Quelli accennati sono solo alcuni esempi dei problemi che affliggono il continente ribelle. Soprattutto ora che, dopo le sconfitte elettorali delle sinistre in Argentina e Venezuela, il ciclo dei governi progressisti del Sud America appare terminato o, comunque, in gravissimo affanno. A tale difficoltà ha contribuito in maniera decisiva il fatto che i governi di sinistra non sono riusciti a modificare significativamente il modello finanziario-estrattivista delle loro economie. Passato il ciclo degli alti prezzi delle materie prime, che ha consentito una significativa redistribuzione di ricchezze senza modificare sostanzialmente il sistema produttivo, i nodi sono venuti al pettine.
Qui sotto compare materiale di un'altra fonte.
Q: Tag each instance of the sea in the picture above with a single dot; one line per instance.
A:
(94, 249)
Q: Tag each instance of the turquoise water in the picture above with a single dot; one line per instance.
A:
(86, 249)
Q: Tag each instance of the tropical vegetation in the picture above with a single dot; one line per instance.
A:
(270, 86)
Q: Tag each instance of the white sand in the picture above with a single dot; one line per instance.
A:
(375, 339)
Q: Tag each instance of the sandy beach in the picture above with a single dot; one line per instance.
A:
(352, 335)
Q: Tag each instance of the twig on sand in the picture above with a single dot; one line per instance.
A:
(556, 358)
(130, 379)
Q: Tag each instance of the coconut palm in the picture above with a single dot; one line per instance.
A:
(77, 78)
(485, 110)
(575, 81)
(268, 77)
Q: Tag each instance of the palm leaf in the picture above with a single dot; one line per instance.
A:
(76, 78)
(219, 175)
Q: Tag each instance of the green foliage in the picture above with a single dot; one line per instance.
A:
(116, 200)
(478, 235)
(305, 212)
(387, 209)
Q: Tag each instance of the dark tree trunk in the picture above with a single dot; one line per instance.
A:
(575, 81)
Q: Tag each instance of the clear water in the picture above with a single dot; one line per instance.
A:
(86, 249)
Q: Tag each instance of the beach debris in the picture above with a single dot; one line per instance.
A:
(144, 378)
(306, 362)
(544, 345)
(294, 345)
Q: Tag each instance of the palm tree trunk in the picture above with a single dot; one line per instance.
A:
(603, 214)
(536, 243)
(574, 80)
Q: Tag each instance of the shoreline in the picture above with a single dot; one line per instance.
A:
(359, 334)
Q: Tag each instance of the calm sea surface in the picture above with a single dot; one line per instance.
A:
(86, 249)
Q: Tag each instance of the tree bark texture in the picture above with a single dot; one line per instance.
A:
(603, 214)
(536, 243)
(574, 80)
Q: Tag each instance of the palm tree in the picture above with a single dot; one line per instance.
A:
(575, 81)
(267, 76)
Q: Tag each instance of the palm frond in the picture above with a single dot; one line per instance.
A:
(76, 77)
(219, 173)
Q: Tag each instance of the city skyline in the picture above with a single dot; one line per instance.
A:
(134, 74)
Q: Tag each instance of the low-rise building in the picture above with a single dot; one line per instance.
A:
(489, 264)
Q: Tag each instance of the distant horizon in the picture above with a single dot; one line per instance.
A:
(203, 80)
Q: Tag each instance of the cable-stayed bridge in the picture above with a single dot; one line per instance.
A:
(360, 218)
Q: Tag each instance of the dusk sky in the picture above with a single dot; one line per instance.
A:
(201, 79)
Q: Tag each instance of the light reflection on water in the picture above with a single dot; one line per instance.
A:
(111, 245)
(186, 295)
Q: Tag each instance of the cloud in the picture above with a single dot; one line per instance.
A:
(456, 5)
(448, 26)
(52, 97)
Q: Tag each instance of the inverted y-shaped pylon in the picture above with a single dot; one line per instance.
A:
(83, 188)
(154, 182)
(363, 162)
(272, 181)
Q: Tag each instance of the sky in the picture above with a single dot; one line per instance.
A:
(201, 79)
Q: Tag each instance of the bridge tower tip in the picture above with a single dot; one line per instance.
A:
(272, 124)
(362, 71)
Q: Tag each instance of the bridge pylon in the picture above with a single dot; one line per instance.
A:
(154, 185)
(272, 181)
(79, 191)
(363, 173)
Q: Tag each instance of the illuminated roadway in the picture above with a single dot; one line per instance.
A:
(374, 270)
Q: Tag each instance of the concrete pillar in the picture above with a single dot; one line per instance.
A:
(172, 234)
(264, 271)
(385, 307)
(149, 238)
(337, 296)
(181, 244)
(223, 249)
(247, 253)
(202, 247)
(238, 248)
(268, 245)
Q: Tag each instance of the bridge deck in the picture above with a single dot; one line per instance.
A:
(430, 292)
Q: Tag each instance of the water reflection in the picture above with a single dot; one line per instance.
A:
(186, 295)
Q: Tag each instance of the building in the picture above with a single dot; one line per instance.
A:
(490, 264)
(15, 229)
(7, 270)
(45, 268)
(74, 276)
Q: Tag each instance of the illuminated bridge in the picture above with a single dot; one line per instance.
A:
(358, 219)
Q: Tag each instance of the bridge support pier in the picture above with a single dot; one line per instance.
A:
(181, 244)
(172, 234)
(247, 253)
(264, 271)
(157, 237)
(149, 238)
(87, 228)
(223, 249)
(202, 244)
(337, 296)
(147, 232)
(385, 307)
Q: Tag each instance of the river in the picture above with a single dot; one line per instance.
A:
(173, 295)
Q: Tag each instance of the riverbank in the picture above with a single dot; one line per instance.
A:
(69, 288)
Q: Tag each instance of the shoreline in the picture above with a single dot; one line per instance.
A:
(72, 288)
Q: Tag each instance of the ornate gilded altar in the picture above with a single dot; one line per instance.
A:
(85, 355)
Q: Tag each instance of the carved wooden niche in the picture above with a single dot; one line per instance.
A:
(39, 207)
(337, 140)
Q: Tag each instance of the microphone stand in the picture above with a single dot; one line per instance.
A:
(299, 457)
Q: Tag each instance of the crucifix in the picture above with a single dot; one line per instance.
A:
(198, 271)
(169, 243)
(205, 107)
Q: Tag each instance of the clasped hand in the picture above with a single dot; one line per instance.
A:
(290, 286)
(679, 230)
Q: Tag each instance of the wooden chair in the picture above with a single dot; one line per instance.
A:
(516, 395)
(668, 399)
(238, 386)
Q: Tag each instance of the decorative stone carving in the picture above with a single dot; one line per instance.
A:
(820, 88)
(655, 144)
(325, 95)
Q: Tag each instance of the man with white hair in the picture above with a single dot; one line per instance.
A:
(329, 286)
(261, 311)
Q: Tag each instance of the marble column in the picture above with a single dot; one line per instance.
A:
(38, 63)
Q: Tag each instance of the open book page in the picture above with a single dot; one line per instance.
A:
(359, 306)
E qui torna in gioco la corrente fredda del marxismo che risulta indispensabile per individuare e affrontare lucidamente le contraddizioni oggettive da sciogliere per non essere costretti ad assistere al ritorno dell’oscurità, laddove si era annunciata l’aurora.


  1. Ernst Bloch, Eredità di questo tempo, Mimesis, 2015, p. 204. 

  2. Ivi, p. 205. 

  3. Ivi, p. 145. 

  4. Ivi, p. 79. 

  5. Ivi, p. 155. 

  6. Ivi, p. 319. 

  7. Ivi, p. 319 

  8. Ivi, p. 198. 

  9. Ivi, p. 171. 

  10. Ivi, p. 102. 

  11. Ivi, p. 165. 

  12. Ibidem. 

  13. Ivi, p. 168. 

  14. Ivi, p. 179. 

  15. Ivi, p. 166. 

  16. Ivi, p. 199. 

  17. Cfr. Alvaro Garcìa Linera, Plebeian Power. Collective Action and Indigenous, Working-Class and Popular Identities in Bolivia, Haymarket Books, 2014, pp. 155-157. 

  18. Cfr. ivi, p. 279. 

  19. Cfr. Pablo Stefanoni, “Alvaro Garcìa Linera: Reflections on Two Centuries of Bolivia”, in Alvaro Garcìa Linera, Plebeian Power, cit., p.11.